When somebody proposed an NBA midseason tournament at the MIT Sloan Sports Analytics Conference earlier this year, I wasn’t a fan of it.
Now that commissioner Adam Silver has floated the same idea, I have to admit: Still not a fan.
Anyway, a lot of people who can’t help but tinker apparently are interested in establishing an in-season tournament similar to European soccer’s FA Cup. Silver brought up the concept Tuesday at a press conference in Las Vegas as a way to give a team other than the eventual NBA champion a chance to win something every season.
On some level, it’s easy to see why this idea appeals to NBA brass.

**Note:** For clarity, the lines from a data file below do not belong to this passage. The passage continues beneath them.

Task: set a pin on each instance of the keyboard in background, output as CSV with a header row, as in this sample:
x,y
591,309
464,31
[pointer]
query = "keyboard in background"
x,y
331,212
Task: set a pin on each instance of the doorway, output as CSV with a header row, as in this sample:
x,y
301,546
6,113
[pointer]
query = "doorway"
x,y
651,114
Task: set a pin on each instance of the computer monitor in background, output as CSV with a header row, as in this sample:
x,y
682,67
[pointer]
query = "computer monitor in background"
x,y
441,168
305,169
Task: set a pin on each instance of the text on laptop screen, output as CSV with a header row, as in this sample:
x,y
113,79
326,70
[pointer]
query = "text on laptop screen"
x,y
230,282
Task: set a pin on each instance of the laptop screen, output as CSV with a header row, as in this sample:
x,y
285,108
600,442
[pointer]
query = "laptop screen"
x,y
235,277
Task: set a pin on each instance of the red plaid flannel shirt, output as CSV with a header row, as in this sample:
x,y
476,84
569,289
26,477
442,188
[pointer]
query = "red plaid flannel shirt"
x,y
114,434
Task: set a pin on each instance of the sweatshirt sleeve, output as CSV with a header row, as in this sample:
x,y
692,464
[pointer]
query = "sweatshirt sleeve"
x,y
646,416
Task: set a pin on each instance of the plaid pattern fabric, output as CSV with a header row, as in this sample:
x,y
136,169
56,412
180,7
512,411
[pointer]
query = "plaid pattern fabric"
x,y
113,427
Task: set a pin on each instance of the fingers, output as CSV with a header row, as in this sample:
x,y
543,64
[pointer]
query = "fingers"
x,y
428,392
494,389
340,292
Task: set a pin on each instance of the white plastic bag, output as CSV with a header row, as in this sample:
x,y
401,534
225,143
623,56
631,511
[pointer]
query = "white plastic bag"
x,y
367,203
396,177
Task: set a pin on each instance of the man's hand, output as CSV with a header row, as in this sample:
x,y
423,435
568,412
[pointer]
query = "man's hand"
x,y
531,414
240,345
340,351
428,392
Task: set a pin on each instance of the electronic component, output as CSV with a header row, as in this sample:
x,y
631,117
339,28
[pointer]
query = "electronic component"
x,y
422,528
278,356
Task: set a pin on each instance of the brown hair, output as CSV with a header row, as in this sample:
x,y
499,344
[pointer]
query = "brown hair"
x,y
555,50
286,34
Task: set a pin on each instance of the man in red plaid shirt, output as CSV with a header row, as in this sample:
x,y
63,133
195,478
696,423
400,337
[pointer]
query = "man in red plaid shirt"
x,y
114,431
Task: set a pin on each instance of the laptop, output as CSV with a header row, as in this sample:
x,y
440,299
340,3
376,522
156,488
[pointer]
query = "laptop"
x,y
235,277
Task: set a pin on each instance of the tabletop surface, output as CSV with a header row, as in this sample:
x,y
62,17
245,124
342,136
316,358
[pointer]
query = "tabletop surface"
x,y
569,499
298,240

It would conceivably drum up fan interest in the doldrums of the regular season and would serve as a testing ground to determine the real title contenders later on. Basketball, like soccer, is a global game, so presumably what works for one should work for the other.
Except, not quite.
The preponderance of championships and cups and tournaments in international soccer is part of what hinders its acceptance in the U.S. A lot of fans just don’t have the time or energy to keep up with more than one “champion” per year. There is a point of diminishing returns, when too much of a good thing reaches a tipping point. Just look at Major League Baseball, which has seen interest in its midseason All-Star game decline now that fans can watch every game live on their iPads.
Interest in the NBA has been steadily growing for the past 30-plus years, and the league is soon to sign a new TV agreement that could be worth double what it is now. Maybe a midseason tournament is just the innovation the league needs to capitalize on its growth and new riches. Or maybe it will just be too much of a good thing.